What Is Primary Hepatic Lymphoma?
Primary hepatic lymphoma is an uncommon type of non-Hodgkin's lymphoma. It primarily impacts the liver. Most forms of non-Hodgkin's lymphoma occur in spleen or lymph nodes.
Blood investigations and imaging features cannot confirm the diagnosis. Histopathology helps in the confirmation of diagnosis. Combinations of radiation, chemotherapy, and surgical excision are used as treatment techniques. The prognosis of the condition without any therapy is generally poor.
What Is the Occurrence of Primary Hepatic Lymphoma?
PHL's precise frequency and incidence are unknown. PHL is uncommon; it accounts for 0.4 % of extranodal NHL cases and 0.016 % of NHL cases overall. This condition is more commonly seen in men than women. It is frequently seen in people of age 50.
What Is the Pathophysiology of Primary Hepatic Lymphoma?
The exact cause of primary hepatic lymphoma is unknown. Despite the pathology behind the onset of other forms of lymphoma (Hodgkin’s and non-Hodgkin’s lymphoma) is known. According to recent findings, individuals infected with the hepatitis C virus (HCV) have a higher incidence of PHL. This is because the virus is considered to activate B cells, resulting in the development of polyclonal and, eventually, monoclonal B cells. Likewise, infection with hepatitis B virus (HBV) also stimulates B cell proliferation, leading to the growth of monoclonal B cells.

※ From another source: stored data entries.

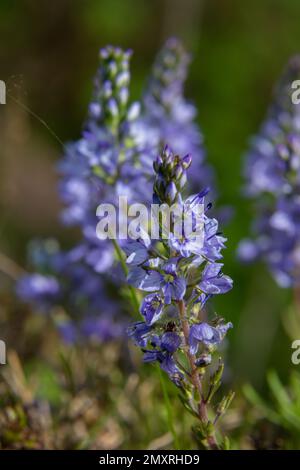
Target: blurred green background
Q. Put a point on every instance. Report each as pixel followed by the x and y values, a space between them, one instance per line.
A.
pixel 48 56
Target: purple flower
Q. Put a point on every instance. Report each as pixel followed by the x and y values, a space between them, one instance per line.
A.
pixel 213 281
pixel 139 332
pixel 166 279
pixel 206 334
pixel 152 307
pixel 272 174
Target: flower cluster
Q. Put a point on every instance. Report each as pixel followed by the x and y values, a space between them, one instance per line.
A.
pixel 273 180
pixel 179 275
pixel 166 116
pixel 112 158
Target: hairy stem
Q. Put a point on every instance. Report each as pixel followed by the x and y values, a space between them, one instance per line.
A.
pixel 134 299
pixel 195 378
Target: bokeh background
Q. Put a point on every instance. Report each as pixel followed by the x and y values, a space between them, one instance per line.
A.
pixel 48 56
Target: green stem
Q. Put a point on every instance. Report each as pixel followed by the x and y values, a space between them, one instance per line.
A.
pixel 195 378
pixel 169 409
pixel 134 299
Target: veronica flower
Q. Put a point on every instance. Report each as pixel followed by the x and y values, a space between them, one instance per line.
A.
pixel 272 174
pixel 207 335
pixel 152 308
pixel 181 274
pixel 165 279
pixel 166 115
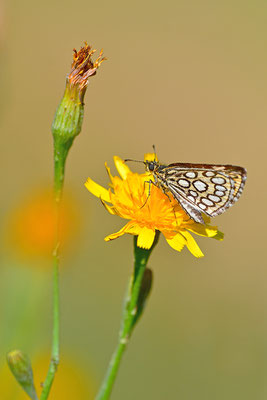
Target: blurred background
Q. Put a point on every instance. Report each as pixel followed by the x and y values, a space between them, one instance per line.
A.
pixel 189 77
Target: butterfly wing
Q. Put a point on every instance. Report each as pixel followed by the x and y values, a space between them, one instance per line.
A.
pixel 206 188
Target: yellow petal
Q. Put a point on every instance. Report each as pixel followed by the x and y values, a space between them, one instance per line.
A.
pixel 122 168
pixel 203 230
pixel 109 173
pixel 116 234
pixel 146 238
pixel 97 190
pixel 177 242
pixel 150 157
pixel 111 209
pixel 192 244
pixel 219 236
pixel 130 227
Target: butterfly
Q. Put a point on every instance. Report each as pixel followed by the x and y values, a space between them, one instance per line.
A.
pixel 199 188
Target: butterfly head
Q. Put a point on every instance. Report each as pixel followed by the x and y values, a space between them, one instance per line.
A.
pixel 151 166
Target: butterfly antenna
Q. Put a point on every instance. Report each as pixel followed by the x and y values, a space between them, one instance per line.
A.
pixel 129 159
pixel 154 149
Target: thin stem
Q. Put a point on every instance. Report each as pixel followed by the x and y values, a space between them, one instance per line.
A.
pixel 129 317
pixel 54 361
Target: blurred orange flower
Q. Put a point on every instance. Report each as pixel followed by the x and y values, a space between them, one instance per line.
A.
pixel 71 382
pixel 31 226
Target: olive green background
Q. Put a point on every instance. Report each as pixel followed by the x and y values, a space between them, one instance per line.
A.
pixel 191 78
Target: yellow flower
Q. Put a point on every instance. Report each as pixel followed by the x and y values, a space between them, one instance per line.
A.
pixel 129 198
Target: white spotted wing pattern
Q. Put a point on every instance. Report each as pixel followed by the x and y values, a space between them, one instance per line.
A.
pixel 200 188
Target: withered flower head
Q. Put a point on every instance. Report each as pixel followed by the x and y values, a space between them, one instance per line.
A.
pixel 83 66
pixel 68 119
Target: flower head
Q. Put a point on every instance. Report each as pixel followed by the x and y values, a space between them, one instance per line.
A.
pixel 148 210
pixel 83 67
pixel 68 118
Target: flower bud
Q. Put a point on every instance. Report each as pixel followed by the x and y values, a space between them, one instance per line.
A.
pixel 20 367
pixel 69 116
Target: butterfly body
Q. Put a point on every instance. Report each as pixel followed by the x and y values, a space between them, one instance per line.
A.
pixel 200 188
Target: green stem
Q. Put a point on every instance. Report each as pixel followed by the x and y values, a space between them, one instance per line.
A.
pixel 59 166
pixel 129 316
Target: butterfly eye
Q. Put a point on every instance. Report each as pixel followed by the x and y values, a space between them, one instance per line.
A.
pixel 151 166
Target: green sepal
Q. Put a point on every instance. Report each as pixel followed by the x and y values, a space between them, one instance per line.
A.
pixel 143 294
pixel 68 118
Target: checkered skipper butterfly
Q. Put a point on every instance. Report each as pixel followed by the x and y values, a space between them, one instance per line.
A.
pixel 199 188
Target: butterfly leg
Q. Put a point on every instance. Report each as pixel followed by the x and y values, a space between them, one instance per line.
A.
pixel 150 182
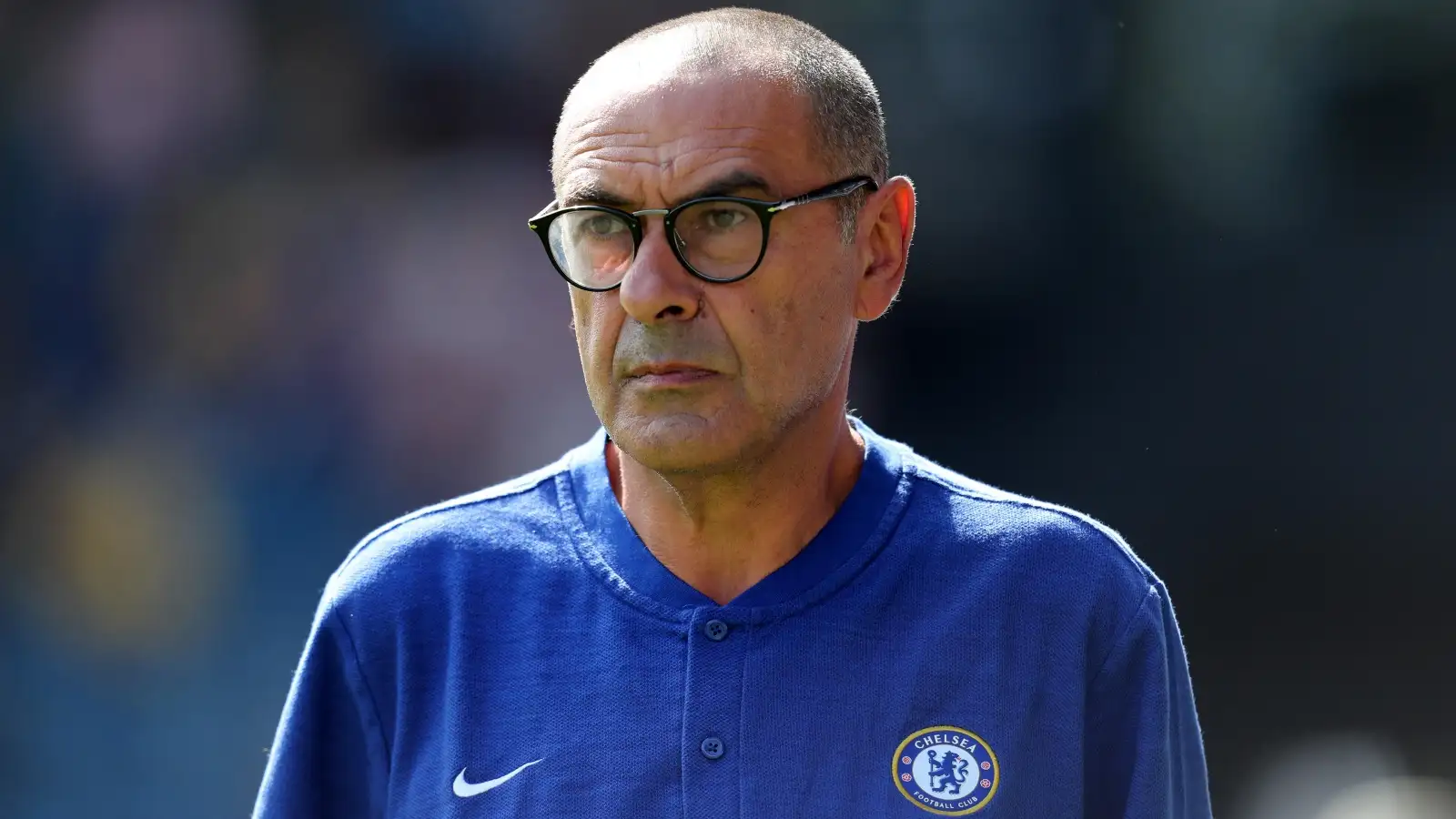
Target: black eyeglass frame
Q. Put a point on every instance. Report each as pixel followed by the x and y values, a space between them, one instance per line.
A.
pixel 541 225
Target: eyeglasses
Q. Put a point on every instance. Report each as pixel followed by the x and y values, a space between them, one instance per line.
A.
pixel 718 239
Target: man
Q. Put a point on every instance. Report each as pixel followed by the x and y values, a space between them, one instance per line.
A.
pixel 735 601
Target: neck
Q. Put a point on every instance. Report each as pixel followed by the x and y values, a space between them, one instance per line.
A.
pixel 723 533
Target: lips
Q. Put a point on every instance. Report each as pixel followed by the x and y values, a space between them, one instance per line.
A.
pixel 667 369
pixel 669 373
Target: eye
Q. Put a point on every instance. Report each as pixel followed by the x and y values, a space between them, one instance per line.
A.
pixel 602 227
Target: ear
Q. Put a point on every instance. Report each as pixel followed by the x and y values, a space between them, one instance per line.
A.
pixel 887 222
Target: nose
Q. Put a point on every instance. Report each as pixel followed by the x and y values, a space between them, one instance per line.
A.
pixel 657 286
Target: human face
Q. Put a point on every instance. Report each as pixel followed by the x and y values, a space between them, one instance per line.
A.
pixel 686 375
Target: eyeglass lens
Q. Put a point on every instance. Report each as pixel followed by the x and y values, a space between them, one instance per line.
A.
pixel 718 239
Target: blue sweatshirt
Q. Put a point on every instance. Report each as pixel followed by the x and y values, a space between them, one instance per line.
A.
pixel 939 647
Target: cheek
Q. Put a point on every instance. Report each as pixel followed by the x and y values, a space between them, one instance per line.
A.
pixel 596 325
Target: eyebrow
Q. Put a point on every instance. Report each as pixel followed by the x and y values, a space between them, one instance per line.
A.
pixel 730 184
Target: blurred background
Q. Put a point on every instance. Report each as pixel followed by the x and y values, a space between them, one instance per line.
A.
pixel 266 283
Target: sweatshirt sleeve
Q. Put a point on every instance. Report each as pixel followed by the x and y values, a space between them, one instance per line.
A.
pixel 1143 745
pixel 328 758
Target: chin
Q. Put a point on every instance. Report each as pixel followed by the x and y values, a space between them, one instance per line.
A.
pixel 684 443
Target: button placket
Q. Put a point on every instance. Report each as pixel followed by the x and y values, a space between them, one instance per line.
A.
pixel 713 713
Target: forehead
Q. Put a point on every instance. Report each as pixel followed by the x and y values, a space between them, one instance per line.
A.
pixel 659 131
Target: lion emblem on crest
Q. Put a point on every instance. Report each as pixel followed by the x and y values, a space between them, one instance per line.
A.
pixel 948 773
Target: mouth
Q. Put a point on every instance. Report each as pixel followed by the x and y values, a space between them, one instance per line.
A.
pixel 669 373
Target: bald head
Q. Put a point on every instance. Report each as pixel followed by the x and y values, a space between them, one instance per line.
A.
pixel 841 101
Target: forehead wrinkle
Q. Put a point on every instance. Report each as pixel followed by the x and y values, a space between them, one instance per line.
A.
pixel 632 159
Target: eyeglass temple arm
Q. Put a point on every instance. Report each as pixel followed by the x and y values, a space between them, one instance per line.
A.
pixel 849 186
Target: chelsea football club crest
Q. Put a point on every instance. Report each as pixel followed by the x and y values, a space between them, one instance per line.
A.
pixel 946 770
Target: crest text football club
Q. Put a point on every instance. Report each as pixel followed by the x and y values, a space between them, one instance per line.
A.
pixel 946 770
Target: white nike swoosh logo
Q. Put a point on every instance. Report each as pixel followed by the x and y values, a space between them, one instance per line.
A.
pixel 466 790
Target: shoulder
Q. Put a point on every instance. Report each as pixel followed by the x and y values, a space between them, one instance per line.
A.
pixel 1026 541
pixel 494 532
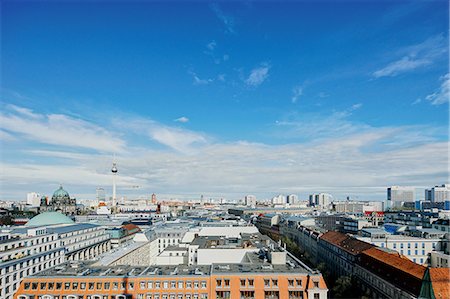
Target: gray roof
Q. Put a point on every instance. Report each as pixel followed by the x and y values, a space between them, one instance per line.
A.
pixel 71 228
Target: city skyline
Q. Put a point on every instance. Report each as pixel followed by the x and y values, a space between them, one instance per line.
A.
pixel 224 99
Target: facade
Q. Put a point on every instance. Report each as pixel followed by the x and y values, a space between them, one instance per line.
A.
pixel 250 200
pixel 292 199
pixel 416 249
pixel 438 193
pixel 398 195
pixel 320 200
pixel 26 253
pixel 33 199
pixel 268 273
pixel 81 241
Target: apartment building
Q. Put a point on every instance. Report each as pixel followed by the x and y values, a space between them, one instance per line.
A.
pixel 24 254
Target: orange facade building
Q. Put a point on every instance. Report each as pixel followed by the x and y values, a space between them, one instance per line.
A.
pixel 241 281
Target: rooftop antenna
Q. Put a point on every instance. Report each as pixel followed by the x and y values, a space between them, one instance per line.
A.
pixel 114 172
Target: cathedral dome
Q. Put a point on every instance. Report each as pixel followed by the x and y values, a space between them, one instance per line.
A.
pixel 49 218
pixel 60 195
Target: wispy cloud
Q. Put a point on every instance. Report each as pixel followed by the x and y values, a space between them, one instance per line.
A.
pixel 297 93
pixel 334 154
pixel 442 95
pixel 182 119
pixel 415 57
pixel 211 45
pixel 198 81
pixel 227 20
pixel 258 75
pixel 58 129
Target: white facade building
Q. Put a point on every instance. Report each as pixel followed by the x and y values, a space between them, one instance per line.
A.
pixel 24 253
pixel 292 199
pixel 320 200
pixel 250 200
pixel 398 195
pixel 33 199
pixel 279 200
pixel 438 193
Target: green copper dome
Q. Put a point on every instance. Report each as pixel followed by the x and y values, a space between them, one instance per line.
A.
pixel 49 218
pixel 60 193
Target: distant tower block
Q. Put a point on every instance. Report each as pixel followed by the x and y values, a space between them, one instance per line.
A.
pixel 114 172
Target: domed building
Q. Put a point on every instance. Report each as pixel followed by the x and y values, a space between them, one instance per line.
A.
pixel 61 202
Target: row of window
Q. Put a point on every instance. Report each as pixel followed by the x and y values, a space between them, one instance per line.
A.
pixel 143 285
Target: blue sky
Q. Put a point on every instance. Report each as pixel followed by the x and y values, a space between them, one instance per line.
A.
pixel 224 99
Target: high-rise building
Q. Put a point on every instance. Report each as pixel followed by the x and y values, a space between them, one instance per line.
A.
pixel 292 199
pixel 438 193
pixel 279 200
pixel 33 199
pixel 320 200
pixel 100 194
pixel 398 195
pixel 250 200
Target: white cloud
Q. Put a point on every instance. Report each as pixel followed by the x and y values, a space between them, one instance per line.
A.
pixel 355 106
pixel 227 20
pixel 333 154
pixel 415 57
pixel 182 119
pixel 297 93
pixel 198 81
pixel 258 75
pixel 211 45
pixel 60 130
pixel 442 95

In some cases, activation of EBV may trigger primary hepatic lymphoma to develop. T lymphocytes normally stop polygonal B cells from proliferating. When immunocompromised patients have impaired T-cell function, EBV leads to uncontrolled polyclonal B-cell proliferation, which may lead to the formation of lymphoma. PHL has also been documented in AIDS (acquired immunodeficiency virus) patients, transplant recipients receiving Cyclosporine therapy, and individuals with systemic lupus erythematosus (an autoimmune condition that damages tissue in the afflicted organs and results in extensive inflammation).
What Are the Clinical Features of Primary Hepatic Lymphoma?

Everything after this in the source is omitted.